While protesting in Raleigh, North Carolina, Xavier Young got down on one knee and proposed to Marjorie Alston, with Xavier telling E! News the proposal almost didn't happen as she's pregnant and he had prior obligations. "I didn't want her out there alone," he explained, before going on to say he was able to cancel his plans and "snuck" the ring in with the essentials he was packing.
And when he got down on one knee—"boom, proposal," as he told us—a photographer, Charles Crouch, just happened to be standing near the couple and documented the special moment.
Crouch later shared three of the photos he took that day, along with the caption: "Went downtown to the protest against police brutality. I was blessed to capture this proposal in the midst of what would become chaos."
THE POWER OF WORDS
Zay Jones, a wide receiver for the Las Vegas Raiders, took to Twitter to reveal his heartwarming interaction with an elderly white woman while he was shopping with his cousin.

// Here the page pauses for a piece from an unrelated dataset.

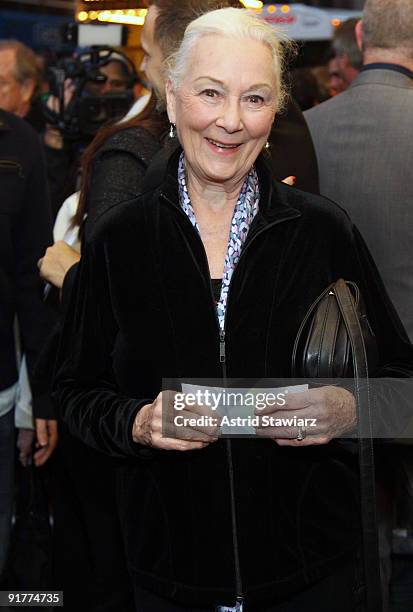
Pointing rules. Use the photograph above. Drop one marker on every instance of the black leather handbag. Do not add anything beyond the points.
(322, 347)
(335, 340)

While at the store, the woman approached the pair and said, "I'm from Minneapolis [and] I just want you to know that you matter."
"I could see [it] was very sincere and heartfelt," the NFL star later told Good Morning America, going on to say he asked for permission to hug her amid the coronavirus pandemic. "I just felt like that was the right thing to do. And in an instant, she just kind of fell into my arms and she just started crying."
After the encounter, Zay had taken to social media, with his tweets going viral and garnering over 826,000 likes. "i didn't get her name but i am grateful for the encounter," he wrote. "beautiful hearts still exist. be the example. be the light. love others."